Hayes Prison Farm
- Interactive map of Hayes Prison Farm
- Location: Hayes, near New Norfolk, Tasmania; 42°45′00″S 147°0′00″E﻿ / ﻿42.75000°S 147.00000°E;
- Status: Closed
- Security class: Minimum
- Capacity: 70
- Opened: 1937
- Closed: 2012
- Managed by: Tasmanian Prison Service

= Hayes Prison Farm =

Minimum security prison in Tasmania, Australia

Hayes Prison Farm, a former Australian minimum security prison for males, was established on land at Hayes, near New Norfolk, Tasmania. The facility was operated by the Tasmanian Prison Service, an agency of the Department of Justice of the Government of Tasmania. Located on 800 ha, the facility accepted felons convicted under Tasmanian and/or Commonwealth legislation. The facility was closed in late 2012.

==Facilities==
The original site consisted of an orchard, grazing land and a small forest. The prison was opened in 1937 and consisted of single wooden huts for 20 persons, built by prisoners. Another 50 single huts were built as numbers increased. A 50-cell block was built in 1968 and an extra block of 20 cells was built in 1970. The cell and administration buildings were replaced with concrete block construction in 1964 and are still in use today. At its peak, Hayes had large market vegetable gardens, 1,000 pigs, 1,800 laying hens, 2,000 sheep, an award-winning dairy herd and a clay processing plant that sold clay to Salamanca potters. Three truckloads packed with vegetables left the prison farm each week. Their customers included the Royal Derwent Hospital, Lachlan Park, the Royal Hobart and St John's hospitals, several nursing homes in the Hobart region, government departments and the prison itself. More than 300 cows were at Hayes. The farm was also responsible for a much smaller herd, which kept the grass short at Government House in Hobart. Hayes sold 1.1 million litres of milk to dairy company National Foods each year. It also grew about 7000 kg of glasshouse, vine-ripened tomatoes and 1,700 bales of hay and silage.
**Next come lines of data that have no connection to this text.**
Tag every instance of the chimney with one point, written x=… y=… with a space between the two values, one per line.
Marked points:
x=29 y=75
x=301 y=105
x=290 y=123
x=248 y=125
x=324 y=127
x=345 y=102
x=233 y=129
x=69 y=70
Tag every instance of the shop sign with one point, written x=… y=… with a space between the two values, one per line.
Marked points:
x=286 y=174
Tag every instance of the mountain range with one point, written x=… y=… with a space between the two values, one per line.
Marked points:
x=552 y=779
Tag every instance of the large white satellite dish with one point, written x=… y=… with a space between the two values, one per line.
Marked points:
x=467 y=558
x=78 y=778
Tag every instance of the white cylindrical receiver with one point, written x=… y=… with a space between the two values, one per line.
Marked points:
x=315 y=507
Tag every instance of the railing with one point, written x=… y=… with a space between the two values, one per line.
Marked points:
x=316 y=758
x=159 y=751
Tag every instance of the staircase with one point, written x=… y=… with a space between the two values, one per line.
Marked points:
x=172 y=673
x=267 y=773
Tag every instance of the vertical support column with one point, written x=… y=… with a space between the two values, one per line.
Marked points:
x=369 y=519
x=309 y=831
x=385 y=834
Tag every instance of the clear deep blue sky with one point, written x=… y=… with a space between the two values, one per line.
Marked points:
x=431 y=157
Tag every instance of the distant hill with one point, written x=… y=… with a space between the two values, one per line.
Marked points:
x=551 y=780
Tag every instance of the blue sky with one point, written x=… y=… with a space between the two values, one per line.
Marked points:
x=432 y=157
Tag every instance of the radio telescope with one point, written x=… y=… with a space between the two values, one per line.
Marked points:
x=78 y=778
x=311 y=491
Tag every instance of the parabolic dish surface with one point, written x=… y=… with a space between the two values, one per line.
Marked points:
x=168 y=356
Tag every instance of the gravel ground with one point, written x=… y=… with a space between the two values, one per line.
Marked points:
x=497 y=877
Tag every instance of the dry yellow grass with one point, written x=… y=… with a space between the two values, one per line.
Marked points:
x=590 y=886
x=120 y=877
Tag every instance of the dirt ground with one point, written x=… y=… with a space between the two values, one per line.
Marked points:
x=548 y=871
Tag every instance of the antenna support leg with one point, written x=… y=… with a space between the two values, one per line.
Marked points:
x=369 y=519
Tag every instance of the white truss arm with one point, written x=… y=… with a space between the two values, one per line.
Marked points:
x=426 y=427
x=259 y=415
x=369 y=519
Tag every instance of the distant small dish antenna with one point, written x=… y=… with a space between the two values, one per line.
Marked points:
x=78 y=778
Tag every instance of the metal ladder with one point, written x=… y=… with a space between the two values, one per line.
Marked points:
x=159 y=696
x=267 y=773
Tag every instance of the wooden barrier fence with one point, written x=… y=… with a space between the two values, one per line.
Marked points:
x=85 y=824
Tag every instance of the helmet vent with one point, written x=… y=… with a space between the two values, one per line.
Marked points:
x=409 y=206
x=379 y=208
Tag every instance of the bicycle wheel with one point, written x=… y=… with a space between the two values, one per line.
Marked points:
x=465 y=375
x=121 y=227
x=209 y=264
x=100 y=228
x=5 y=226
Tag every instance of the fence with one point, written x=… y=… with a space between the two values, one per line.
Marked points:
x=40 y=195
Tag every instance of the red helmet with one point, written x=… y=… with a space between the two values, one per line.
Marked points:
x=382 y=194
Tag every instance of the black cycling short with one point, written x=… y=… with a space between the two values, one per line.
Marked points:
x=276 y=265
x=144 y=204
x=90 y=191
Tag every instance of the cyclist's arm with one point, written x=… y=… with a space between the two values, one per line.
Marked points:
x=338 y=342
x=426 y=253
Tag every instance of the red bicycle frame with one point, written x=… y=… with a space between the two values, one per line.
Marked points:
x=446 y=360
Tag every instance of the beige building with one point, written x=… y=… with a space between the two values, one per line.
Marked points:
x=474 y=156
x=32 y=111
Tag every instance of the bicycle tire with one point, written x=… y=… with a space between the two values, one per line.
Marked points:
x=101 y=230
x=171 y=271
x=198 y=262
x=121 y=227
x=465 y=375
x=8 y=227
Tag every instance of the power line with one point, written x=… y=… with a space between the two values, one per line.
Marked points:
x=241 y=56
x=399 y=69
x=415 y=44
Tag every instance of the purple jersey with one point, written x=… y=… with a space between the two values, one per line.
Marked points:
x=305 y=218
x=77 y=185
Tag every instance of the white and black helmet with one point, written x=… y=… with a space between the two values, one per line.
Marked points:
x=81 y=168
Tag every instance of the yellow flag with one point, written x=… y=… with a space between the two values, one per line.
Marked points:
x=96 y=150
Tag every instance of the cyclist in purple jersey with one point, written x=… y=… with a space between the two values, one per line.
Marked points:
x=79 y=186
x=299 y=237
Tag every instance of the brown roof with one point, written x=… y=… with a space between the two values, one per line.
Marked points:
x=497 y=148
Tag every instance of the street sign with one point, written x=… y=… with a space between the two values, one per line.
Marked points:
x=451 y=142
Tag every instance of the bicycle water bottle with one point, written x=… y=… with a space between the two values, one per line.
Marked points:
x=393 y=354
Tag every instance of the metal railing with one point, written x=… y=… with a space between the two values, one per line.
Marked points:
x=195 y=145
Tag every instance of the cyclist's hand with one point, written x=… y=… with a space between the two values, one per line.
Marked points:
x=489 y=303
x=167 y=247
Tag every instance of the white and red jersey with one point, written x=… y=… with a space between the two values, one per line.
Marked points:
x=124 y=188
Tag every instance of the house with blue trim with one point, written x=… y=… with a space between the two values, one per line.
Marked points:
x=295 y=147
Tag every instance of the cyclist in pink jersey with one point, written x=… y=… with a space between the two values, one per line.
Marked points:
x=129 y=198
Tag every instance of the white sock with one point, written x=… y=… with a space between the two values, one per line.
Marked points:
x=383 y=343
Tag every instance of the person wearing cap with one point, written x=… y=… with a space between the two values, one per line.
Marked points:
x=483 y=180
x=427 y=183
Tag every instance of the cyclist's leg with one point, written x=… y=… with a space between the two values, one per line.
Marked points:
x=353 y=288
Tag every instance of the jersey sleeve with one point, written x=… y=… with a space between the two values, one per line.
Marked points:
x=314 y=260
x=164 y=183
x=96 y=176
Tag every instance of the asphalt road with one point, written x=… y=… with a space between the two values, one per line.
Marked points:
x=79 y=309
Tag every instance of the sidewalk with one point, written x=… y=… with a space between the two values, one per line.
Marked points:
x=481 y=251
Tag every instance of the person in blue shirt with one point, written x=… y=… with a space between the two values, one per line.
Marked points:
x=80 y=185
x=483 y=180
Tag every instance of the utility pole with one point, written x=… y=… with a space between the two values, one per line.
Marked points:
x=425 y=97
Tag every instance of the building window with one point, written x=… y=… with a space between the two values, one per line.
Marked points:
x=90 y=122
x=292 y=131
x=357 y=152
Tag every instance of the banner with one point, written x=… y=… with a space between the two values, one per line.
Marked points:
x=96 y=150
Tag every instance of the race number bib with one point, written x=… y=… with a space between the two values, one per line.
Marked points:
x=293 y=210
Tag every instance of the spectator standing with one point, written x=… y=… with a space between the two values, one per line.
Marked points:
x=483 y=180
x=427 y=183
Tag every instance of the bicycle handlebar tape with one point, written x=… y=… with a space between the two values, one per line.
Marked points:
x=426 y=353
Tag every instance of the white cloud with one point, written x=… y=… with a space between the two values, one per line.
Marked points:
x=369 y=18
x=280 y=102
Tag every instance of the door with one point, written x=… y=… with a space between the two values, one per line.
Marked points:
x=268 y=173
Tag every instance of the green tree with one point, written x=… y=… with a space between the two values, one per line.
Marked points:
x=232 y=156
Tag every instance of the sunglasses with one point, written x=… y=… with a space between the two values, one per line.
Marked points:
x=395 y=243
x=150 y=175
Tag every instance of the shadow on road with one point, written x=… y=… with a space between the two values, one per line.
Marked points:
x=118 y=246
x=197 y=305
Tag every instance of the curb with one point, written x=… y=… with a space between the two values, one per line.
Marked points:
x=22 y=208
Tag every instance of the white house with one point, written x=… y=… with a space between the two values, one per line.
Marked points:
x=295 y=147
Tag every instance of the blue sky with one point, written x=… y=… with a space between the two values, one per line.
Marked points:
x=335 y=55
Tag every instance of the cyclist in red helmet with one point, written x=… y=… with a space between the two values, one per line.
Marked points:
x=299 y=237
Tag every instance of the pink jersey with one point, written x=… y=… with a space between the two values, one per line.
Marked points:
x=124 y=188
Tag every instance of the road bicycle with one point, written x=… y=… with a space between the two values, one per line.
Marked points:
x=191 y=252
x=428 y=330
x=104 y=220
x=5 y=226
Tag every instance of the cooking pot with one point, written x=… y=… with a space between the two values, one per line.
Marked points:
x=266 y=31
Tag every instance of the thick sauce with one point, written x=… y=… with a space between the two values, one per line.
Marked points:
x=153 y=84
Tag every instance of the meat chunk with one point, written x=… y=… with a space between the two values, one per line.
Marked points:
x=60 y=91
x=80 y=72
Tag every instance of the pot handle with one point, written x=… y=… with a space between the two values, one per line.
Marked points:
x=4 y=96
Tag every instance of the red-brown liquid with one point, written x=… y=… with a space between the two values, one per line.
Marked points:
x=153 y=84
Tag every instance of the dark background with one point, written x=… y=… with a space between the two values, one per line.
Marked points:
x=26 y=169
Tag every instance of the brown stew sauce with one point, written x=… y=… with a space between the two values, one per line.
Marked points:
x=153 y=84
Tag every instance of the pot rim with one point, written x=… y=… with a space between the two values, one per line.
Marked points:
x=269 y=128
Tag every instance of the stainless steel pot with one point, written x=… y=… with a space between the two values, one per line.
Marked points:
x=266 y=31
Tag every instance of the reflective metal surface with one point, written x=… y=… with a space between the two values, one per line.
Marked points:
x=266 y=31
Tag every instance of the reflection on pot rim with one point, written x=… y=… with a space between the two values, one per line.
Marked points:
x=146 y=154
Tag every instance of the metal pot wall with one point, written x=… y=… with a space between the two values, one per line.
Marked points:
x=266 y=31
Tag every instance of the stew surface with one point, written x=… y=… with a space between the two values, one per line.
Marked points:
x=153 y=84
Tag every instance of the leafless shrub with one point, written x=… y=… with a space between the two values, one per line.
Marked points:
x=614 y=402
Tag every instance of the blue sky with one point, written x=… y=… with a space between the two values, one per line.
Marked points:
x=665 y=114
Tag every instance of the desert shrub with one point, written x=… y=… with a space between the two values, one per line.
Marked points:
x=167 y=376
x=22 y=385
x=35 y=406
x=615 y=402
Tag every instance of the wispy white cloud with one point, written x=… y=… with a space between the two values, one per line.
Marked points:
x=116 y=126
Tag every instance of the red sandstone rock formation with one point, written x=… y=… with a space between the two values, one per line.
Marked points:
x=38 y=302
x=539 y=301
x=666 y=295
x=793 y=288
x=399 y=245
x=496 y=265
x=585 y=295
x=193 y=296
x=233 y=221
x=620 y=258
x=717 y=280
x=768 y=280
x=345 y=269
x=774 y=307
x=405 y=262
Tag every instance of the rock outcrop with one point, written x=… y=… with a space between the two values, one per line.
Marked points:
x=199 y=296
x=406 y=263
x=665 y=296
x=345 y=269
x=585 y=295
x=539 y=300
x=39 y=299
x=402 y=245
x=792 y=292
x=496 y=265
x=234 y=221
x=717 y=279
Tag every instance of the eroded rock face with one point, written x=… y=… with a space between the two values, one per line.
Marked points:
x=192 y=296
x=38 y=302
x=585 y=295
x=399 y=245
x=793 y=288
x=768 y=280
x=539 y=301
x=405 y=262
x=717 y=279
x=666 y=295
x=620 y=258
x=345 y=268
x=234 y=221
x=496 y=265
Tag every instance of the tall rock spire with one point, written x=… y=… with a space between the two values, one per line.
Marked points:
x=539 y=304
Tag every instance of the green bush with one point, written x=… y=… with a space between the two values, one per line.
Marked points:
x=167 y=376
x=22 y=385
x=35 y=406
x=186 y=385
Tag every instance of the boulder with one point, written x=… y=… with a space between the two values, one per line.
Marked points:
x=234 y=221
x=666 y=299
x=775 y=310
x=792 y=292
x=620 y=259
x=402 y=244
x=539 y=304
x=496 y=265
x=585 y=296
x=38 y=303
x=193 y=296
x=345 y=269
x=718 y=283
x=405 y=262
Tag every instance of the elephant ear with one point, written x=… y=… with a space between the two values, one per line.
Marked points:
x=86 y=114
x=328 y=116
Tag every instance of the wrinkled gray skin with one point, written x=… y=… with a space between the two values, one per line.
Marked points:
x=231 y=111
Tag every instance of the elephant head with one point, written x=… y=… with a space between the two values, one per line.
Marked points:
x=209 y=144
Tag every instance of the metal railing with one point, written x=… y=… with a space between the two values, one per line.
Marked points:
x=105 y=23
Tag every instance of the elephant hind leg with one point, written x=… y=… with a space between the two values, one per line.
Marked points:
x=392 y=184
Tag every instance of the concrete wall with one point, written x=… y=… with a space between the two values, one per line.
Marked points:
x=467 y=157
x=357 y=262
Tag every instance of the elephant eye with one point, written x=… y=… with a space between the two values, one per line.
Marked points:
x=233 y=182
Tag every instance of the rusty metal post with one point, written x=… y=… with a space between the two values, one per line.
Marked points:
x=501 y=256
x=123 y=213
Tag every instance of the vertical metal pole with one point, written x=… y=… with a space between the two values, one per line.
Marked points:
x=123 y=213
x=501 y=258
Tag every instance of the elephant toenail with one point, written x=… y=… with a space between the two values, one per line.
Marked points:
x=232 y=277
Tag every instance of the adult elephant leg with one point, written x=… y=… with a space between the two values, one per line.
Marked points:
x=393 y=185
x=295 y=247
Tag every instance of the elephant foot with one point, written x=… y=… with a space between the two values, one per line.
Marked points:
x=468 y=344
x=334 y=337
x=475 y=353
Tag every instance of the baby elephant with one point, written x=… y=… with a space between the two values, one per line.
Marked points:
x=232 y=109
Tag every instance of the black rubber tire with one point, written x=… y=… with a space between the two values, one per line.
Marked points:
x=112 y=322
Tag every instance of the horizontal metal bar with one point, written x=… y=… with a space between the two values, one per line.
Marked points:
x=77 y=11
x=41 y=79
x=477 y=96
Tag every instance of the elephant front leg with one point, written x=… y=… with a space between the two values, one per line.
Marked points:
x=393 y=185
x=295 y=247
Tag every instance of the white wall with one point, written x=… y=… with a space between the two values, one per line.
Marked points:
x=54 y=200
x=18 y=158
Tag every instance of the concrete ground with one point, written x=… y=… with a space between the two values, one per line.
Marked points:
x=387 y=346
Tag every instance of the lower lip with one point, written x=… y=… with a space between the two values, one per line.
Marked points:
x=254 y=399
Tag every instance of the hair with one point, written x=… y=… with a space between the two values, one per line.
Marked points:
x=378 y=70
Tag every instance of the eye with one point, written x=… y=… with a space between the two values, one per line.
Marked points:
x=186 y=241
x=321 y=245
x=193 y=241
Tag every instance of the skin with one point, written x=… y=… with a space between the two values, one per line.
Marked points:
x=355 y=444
The purpose of the farm was to assist inmates to develop skills to prepare them for exiting prison and to address recidivism.

In June 2011, it was announced that the Hayes Prison Farm would be decommissioned because of a AUD4.5 million repair bill. It was expected that the decommission process will take approximately 18 months. Prisoners would be moved to the recommissioned Ron Barwick facility at Risdon Prison. The decision to close Hayes was condemned by the State Opposition, unions and prisoner advocates.

In July 2011, three prisoners escaped in two separate incidents over three weeks, two of whom were caught within 24 hours.

The Tasmanian Government closed Hayes Prison Farm in August 2012 and moved all inmates to the minimum security Ron Barwick facility at Risdon Prison.

The property was sold to a private owner in January 2015.